The delightful three-block shopping center has been a de-facto town square for the neighborhood since it opened in 1927. Dozens of petite boutiques selling everything from antiques to wine to linens to toys create the backbone of the square. Local favorite dining spots such as Kuby's, Bubba's and Balls Hamburgers act as refueling stops for serious shoppers.
If you did not get your shopping fill at Snider Plaza, head to Mockingbird Station. A modern mall complete with big-name stores and local boutiques has popped up around the DART Light Rail stop. After a long day of shopping, stick around for a movie at The Angelika or a comedy show at Hyena's Comedy NIghtclub.

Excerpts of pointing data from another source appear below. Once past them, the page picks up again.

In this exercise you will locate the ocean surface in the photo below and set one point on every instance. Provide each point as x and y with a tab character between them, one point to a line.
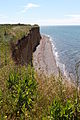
66	47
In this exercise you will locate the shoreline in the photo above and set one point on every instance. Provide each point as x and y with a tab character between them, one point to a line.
44	59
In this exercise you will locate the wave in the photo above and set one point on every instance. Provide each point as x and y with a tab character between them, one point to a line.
57	58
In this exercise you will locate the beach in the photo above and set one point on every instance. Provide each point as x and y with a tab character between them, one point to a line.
43	58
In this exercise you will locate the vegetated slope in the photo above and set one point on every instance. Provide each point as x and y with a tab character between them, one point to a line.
14	34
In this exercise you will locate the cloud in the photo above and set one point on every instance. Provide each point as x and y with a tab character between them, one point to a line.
76	16
3	16
29	6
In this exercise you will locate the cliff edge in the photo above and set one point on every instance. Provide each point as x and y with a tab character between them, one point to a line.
23	49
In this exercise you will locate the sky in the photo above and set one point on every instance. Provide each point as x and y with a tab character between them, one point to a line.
42	12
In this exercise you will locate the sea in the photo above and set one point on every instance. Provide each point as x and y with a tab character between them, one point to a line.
66	47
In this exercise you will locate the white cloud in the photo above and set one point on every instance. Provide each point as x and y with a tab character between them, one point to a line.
76	16
3	16
29	6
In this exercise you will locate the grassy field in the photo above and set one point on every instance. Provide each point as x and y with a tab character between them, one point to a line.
25	95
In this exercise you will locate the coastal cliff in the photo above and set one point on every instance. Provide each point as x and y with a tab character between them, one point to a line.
22	51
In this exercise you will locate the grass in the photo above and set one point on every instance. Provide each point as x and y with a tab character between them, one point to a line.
27	95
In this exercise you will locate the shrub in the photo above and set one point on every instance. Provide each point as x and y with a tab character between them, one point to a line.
20	94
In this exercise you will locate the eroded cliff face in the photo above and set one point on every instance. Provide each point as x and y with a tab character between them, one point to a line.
22	51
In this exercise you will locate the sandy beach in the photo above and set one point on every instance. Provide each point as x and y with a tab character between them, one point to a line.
43	58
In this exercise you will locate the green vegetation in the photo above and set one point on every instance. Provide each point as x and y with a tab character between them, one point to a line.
26	95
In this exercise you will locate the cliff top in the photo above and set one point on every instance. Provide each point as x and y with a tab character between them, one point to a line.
14	31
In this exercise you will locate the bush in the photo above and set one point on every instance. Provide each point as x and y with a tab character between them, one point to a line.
20	94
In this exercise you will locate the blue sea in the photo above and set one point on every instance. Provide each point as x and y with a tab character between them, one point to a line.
66	46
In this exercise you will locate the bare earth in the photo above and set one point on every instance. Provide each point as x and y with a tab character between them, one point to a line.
43	58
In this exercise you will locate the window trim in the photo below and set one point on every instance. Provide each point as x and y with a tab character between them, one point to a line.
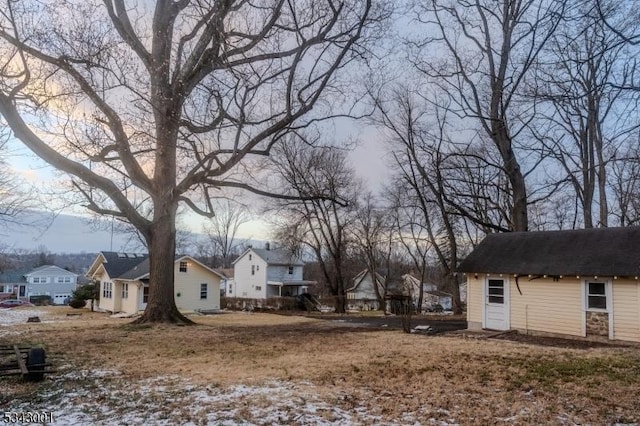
204	291
107	290
607	295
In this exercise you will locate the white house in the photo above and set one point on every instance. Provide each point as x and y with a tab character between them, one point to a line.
124	283
265	273
51	280
431	296
362	294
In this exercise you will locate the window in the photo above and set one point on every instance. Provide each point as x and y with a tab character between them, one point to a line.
596	296
203	290
496	291
107	290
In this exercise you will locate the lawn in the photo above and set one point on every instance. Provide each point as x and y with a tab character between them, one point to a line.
241	368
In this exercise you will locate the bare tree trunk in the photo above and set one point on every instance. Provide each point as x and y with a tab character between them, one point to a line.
161	306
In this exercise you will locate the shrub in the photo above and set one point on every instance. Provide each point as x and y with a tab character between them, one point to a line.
77	303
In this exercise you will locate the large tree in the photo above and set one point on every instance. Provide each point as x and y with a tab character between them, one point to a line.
149	105
322	219
584	81
481	53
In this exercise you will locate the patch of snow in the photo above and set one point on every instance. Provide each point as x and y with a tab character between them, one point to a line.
103	397
123	315
18	315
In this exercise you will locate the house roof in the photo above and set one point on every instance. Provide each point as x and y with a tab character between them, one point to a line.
119	264
13	277
49	270
226	272
136	266
276	257
358	279
601	251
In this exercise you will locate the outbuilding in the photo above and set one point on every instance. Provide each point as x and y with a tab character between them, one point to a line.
580	283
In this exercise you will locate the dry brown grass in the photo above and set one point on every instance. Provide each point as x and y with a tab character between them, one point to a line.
388	373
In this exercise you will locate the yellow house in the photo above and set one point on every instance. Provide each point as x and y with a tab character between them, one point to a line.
579	283
124	283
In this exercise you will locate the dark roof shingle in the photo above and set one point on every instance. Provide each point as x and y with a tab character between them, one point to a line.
601	251
117	264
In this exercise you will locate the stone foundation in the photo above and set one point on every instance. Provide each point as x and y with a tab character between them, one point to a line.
597	324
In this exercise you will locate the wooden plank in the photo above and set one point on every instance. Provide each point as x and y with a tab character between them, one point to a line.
21	363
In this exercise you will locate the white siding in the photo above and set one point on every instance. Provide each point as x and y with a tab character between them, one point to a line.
188	286
281	273
248	285
130	304
475	304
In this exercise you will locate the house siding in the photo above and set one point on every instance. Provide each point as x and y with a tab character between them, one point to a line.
188	285
104	303
246	284
475	303
548	306
130	304
626	310
51	287
281	273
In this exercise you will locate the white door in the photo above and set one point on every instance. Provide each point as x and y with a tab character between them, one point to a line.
61	298
143	296
496	307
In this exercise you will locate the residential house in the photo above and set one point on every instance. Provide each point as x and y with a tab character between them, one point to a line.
227	282
433	300
362	294
124	283
13	284
580	283
46	280
265	273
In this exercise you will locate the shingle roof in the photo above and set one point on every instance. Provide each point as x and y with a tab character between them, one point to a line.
601	251
13	277
278	257
117	264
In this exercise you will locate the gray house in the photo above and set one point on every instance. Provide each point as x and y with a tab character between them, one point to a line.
50	280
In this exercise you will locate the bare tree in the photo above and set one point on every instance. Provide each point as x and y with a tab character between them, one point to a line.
15	196
322	218
489	50
583	79
151	105
373	237
421	163
222	229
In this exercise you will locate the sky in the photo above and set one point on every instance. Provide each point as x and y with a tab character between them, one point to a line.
71	233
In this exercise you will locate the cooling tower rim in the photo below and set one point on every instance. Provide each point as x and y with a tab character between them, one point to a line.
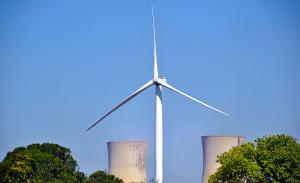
128	142
221	136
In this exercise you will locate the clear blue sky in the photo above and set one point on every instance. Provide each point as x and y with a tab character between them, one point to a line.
65	63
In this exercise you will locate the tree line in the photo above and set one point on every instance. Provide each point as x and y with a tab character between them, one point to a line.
269	159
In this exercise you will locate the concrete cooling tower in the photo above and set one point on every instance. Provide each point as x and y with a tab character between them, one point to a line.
128	160
212	147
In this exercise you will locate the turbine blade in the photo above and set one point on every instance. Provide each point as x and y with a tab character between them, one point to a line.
192	98
140	90
155	69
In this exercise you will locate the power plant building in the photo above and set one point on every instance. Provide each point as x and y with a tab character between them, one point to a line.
128	160
212	147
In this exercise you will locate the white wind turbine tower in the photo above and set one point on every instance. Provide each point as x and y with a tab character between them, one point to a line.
158	82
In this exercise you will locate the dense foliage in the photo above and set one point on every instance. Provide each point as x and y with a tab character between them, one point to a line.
51	163
275	158
100	176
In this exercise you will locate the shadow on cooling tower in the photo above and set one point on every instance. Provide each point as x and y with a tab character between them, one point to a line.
128	160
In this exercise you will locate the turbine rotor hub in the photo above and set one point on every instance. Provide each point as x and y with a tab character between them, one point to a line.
159	79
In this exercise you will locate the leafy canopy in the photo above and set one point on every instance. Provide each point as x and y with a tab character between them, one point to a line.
101	176
274	158
40	163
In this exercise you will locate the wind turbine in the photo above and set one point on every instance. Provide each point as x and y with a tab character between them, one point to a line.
158	82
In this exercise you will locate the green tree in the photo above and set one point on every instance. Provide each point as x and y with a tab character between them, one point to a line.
101	176
274	158
40	163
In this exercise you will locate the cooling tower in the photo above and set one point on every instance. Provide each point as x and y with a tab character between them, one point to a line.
212	147
128	160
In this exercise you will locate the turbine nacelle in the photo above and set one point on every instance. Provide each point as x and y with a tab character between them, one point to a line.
158	80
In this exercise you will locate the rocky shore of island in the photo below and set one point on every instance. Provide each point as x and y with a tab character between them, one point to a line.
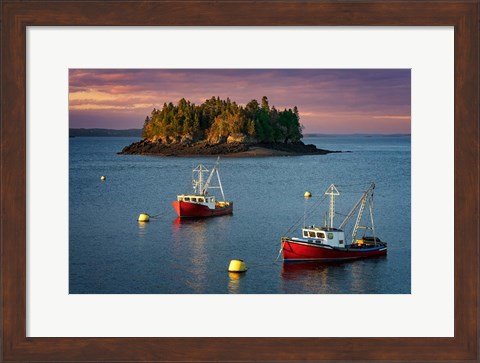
222	127
204	147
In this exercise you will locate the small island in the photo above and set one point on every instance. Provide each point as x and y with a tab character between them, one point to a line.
222	127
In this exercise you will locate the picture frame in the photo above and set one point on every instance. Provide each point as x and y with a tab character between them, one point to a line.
17	16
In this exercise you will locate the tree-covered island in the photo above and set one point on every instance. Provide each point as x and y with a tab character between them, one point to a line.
222	127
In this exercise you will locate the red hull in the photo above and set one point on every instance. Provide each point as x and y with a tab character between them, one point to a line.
304	251
186	209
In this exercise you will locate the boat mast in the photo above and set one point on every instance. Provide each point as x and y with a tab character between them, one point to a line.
367	196
207	183
332	192
198	183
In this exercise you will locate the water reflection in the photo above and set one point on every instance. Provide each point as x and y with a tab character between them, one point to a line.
355	276
234	282
190	239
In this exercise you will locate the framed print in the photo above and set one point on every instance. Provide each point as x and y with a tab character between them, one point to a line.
62	304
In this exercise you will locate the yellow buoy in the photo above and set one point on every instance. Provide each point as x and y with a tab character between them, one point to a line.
237	266
144	217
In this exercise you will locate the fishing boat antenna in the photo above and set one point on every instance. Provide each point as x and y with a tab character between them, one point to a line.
332	192
198	185
206	186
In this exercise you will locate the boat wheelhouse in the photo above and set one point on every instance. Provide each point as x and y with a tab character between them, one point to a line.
200	203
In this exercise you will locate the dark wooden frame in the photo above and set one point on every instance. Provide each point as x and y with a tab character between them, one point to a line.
17	15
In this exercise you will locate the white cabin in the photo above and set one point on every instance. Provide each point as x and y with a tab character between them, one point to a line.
328	236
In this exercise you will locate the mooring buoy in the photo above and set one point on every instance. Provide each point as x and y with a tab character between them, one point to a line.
237	266
144	217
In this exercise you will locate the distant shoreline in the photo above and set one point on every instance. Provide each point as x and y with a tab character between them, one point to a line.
98	132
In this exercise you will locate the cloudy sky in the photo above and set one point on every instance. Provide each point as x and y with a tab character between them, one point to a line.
329	101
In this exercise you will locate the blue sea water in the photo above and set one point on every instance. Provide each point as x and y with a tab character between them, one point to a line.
110	252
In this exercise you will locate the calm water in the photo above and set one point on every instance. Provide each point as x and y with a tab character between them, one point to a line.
110	252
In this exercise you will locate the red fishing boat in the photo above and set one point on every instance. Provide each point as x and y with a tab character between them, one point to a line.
329	243
200	203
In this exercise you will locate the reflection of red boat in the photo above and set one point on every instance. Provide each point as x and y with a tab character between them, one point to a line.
328	243
200	204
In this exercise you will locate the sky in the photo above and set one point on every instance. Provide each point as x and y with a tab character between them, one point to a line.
330	101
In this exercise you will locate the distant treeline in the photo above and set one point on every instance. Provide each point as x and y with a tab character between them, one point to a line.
105	132
216	118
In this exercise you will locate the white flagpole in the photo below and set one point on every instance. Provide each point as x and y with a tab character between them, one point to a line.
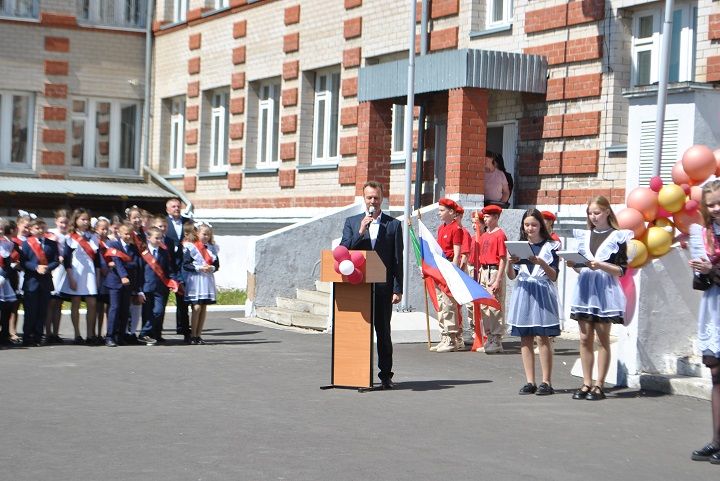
662	85
409	107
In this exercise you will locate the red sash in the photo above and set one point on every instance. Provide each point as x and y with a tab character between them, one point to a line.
82	242
203	252
113	252
139	244
37	249
157	269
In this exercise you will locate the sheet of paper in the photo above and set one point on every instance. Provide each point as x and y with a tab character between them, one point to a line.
520	249
575	257
696	246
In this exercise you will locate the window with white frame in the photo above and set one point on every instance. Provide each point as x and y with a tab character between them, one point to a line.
326	113
647	38
117	13
499	12
105	134
219	122
19	8
177	135
16	127
179	10
398	132
268	133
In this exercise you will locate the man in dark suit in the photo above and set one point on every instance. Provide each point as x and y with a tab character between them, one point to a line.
176	223
375	231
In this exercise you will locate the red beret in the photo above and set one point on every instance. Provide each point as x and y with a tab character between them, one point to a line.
449	203
549	215
492	209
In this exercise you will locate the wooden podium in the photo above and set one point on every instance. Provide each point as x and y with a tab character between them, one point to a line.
352	316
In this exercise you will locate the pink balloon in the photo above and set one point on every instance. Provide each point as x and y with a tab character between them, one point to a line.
643	200
699	163
684	219
633	220
656	183
663	213
341	253
679	175
691	206
696	193
356	277
358	259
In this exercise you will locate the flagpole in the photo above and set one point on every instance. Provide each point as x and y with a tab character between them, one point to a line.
409	107
427	306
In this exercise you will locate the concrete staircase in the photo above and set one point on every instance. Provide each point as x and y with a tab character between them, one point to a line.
309	309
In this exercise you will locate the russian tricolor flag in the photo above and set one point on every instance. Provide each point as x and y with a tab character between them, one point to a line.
463	288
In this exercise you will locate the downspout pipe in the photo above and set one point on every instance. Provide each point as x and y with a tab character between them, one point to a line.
146	112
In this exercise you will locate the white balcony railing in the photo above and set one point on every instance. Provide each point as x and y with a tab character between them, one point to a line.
113	13
19	8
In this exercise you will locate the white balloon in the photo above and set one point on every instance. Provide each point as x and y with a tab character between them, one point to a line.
347	267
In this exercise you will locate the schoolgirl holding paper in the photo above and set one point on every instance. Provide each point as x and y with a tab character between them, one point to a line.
200	262
81	261
708	343
598	300
533	309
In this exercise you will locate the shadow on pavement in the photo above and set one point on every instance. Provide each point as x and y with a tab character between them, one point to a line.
434	385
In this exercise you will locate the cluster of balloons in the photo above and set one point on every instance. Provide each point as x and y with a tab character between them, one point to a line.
349	264
656	211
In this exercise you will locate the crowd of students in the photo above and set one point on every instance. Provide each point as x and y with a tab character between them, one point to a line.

The University Park area is home to the presidential library of our 43rd president George W. Bush. The library seeks to promote a deeper understanding of Bush's life, his presidency, American history and public policy. The library highlights the events that shaped Bush's presidency including the September 11 terrorist attacks, the global war on terror and diplomatic events. Visitors can walk through an exact replica of Bush's Oval Office, sit behind the Resolute Desk for a photograph and make presidential decisions in an immersive, role-playing Situation Room simulation.
A 15-acre park filled with native Texas plants sits just outside the museum. Visitors are encouraged to take a mile-long stroll among the Native Blackland Prairie grasses, Post Oak Cross Timbers Forest and seasonal wildflowers that provide homes for butterflies, birds and other species.
The Meadows Museum is dedicated to the study of art from Spain. As a result, it is home to one of the largest and most comprehensive collections of Spanish art in the world. The museum opened to the public in 1965 after philanthropist Algur H. Meadows donated his private collection of Spanish paintings to SMU. Meadows's vision was to create "a small Prado for Texas".
Works by such masters as Dalí, Velázquez, Goya, Miró and Picasso are permanently on display. The museum is open every day except for Mondays. Admission is free to the public on Thursdays after 5 pm.
Start the day with a warm apple fitter at this no-frills donut shop. The neighborhood donut shop is a favorite among local school children, hungry college students and everyone in between. The white icing topped with red, white, and blue sprinkle on their delicious donuts is Instagram-worthy for SMU game days or the Fourth of July. Make sure you stop by an ATM machine before entering as it is a cash-only establishment.
Love a good bratwurst and a schnitzel? Then head to Kuby's Sausage House. Kuby's is an old-world full-service market specializing in homemade sausages, schnitzels and sauerkraut. In addition to the European-style deli and meat market, the German family serves breakfast, lunch and dinner.
The Wurst teller (sausage plate) with homemade sauerkraut, hot German potato salad and red cabbage is the most popular lunch plate. While Kuby's Sausage House is famous for its sausage (duh), they will also process your wild game for you.
Burger House has been serving up award-winning burgers, crispy fries and old-fashioned malts since 1951. Throughout the years the burger joint has won a steady stream of "best fries'' awards. The thin, crispy fries tossed in a secret mixture of natural seasonings remain a must-have for many patrons, but we recommend you do not miss the creamy chocolate shakes.
This seafood joint is not only a neighborhood favorite, but also a city-wide favorite. In a town that is not known for its seafood, the fresh-fish, raw seafood bar and bi-coastal selection of oysters makes it a go-to destination for all seafood lovers. Like any good seafood joint, the bar has a long list of rum cocktails served in tiki glasses under the shade of a tiny colorful umbrella.